The first rush toward cloud for cloud's sake brought along sticker shock, according to Andy Sealock, senior partner, advisory and transformation at consulting firm West Monroe.
“The dirty secret is, if you're running your on-premise data center efficiently at scale, the public cloud’s probably not going to hit that price point,” Sealock told CIO Dive. “If you just do a lift and shift, you're probably going to go negative, because your old legacy apps use the cloud so inefficiently.”
The cloud learning curve taught IT leaders to tighten usage controls, optimize existing deployments and rethink the value of the mainframe.
Advances in mainframe modernization and a proliferation of hybrid solutions that integrate on-prem with cloud have helped bolster mainframe use in enterprise IT.
Adoption of software development automization and ML analytics tools within on-prem ecosystems have also helped revive the mainframe’s reputation.
The use of DevOps practices increased by 12 percentage points since 2019 among respondents, to 62% from just 50%. AIOps usage reached 32% in this year’s survey, up from 25% two years ago.
To save money and improve efficiency, enterprises have turned to cloud storage for data backups, John McKenny, SVP and general manager of intelligent Z optimization and transformation at BMC, told CIO Dive.
“Traditionally, those backups were on proprietary mainframe storage,” McKenny said, but organizations are shifting to cloud, the survey found.
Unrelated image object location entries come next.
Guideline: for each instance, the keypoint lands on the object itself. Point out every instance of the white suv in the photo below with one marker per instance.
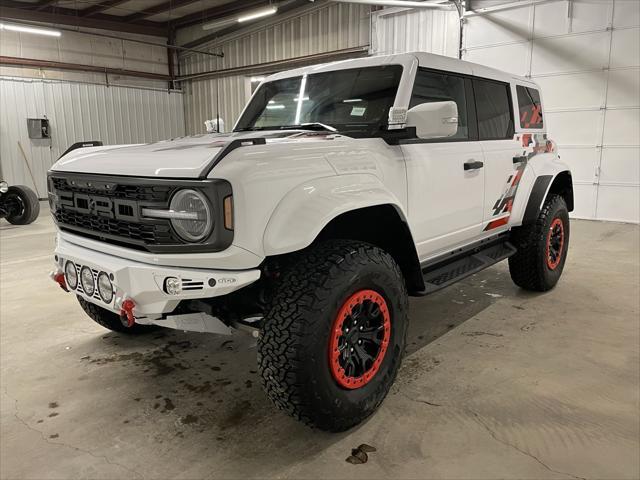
(343, 189)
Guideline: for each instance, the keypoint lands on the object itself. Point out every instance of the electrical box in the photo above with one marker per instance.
(38, 128)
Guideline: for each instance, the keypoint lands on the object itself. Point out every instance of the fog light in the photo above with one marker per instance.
(172, 285)
(86, 279)
(71, 274)
(105, 288)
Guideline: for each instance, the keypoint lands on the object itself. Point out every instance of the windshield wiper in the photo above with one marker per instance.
(310, 126)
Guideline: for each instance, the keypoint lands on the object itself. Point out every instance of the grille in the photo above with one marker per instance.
(135, 234)
(154, 234)
(146, 193)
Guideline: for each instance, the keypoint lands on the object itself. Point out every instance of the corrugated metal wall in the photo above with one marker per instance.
(324, 28)
(397, 30)
(87, 49)
(77, 112)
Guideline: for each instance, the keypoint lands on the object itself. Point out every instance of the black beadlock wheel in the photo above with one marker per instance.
(22, 205)
(112, 321)
(334, 337)
(542, 248)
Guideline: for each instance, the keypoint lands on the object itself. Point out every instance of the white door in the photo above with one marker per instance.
(445, 196)
(445, 200)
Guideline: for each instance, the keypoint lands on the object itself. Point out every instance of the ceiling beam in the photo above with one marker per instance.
(100, 7)
(156, 9)
(64, 17)
(216, 12)
(293, 5)
(45, 3)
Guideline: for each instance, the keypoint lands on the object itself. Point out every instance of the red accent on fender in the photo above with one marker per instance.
(556, 223)
(126, 310)
(497, 223)
(58, 277)
(337, 371)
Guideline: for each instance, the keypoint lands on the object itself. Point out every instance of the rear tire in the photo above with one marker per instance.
(26, 205)
(542, 248)
(111, 321)
(299, 352)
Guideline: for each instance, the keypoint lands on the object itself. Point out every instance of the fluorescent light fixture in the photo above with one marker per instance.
(24, 29)
(258, 14)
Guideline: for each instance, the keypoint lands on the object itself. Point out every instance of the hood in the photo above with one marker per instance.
(184, 157)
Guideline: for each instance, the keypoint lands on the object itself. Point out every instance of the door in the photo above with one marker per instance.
(501, 152)
(445, 177)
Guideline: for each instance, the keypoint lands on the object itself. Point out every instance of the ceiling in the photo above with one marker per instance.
(151, 17)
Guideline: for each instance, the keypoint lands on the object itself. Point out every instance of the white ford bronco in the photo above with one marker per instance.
(343, 189)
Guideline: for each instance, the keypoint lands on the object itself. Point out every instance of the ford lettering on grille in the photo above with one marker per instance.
(114, 208)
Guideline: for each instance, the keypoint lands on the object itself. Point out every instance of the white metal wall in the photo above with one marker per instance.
(397, 30)
(86, 49)
(324, 28)
(585, 54)
(77, 112)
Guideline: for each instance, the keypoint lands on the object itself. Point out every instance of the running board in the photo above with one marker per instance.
(446, 273)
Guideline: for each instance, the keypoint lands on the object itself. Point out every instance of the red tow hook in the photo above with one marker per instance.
(126, 311)
(58, 277)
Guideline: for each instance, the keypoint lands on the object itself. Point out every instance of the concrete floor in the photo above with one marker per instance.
(498, 383)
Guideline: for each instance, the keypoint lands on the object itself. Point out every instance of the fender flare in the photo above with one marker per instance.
(539, 192)
(309, 207)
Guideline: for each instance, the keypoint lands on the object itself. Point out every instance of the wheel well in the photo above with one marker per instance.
(563, 185)
(384, 227)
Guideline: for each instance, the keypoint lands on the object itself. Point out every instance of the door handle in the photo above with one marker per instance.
(473, 165)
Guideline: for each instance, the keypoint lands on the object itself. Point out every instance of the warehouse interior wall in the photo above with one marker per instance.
(80, 105)
(585, 55)
(77, 112)
(327, 27)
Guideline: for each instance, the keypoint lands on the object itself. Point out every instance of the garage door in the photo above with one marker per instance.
(585, 54)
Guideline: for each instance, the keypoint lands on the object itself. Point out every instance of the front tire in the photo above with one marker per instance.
(334, 337)
(111, 321)
(24, 205)
(542, 248)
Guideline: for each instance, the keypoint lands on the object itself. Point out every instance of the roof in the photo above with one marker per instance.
(423, 59)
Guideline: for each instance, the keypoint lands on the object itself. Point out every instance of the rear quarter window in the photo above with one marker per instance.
(493, 105)
(530, 107)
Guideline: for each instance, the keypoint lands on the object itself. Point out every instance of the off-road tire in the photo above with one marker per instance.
(293, 349)
(111, 321)
(30, 205)
(528, 267)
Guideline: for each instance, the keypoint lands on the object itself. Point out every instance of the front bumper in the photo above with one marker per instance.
(144, 283)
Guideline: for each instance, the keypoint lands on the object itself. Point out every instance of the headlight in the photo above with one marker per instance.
(71, 275)
(196, 222)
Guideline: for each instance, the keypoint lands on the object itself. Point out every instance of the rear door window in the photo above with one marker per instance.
(493, 106)
(529, 107)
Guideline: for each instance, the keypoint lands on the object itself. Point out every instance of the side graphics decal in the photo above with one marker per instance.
(533, 143)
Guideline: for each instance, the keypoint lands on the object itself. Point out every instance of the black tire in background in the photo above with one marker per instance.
(111, 321)
(26, 206)
(298, 373)
(542, 247)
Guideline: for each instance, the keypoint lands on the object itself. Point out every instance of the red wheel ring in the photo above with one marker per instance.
(555, 243)
(339, 346)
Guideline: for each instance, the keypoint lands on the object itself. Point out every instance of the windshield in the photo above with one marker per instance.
(356, 100)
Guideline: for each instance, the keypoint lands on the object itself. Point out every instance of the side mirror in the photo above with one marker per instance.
(434, 120)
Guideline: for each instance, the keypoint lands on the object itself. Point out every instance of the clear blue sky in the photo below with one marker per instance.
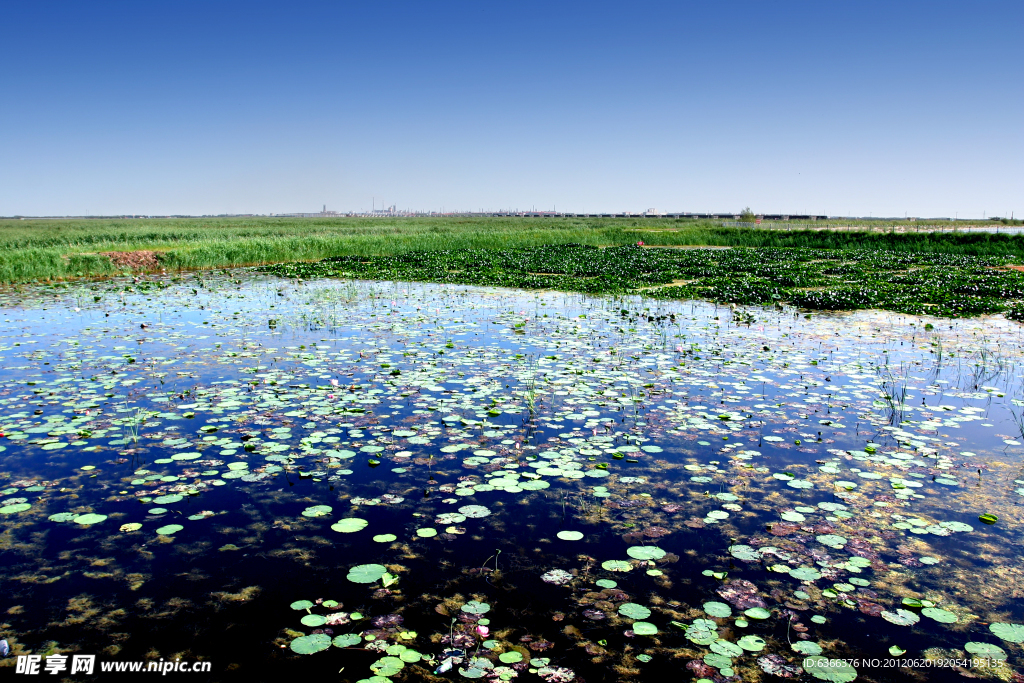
(216, 107)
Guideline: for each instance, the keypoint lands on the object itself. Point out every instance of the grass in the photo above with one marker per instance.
(46, 250)
(935, 284)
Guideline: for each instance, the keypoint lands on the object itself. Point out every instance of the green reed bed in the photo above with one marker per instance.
(32, 250)
(937, 284)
Two in five survey respondents said their companies were considering cloud-based storage and data backup strategies.
The amount of data in mainframe ecosystems, however, continues to rise, according to BMC. Three in 5 respondents reported an increase in data volume on the platform and more than half said the number of mainframe databases in use by their organization had grown in the last year.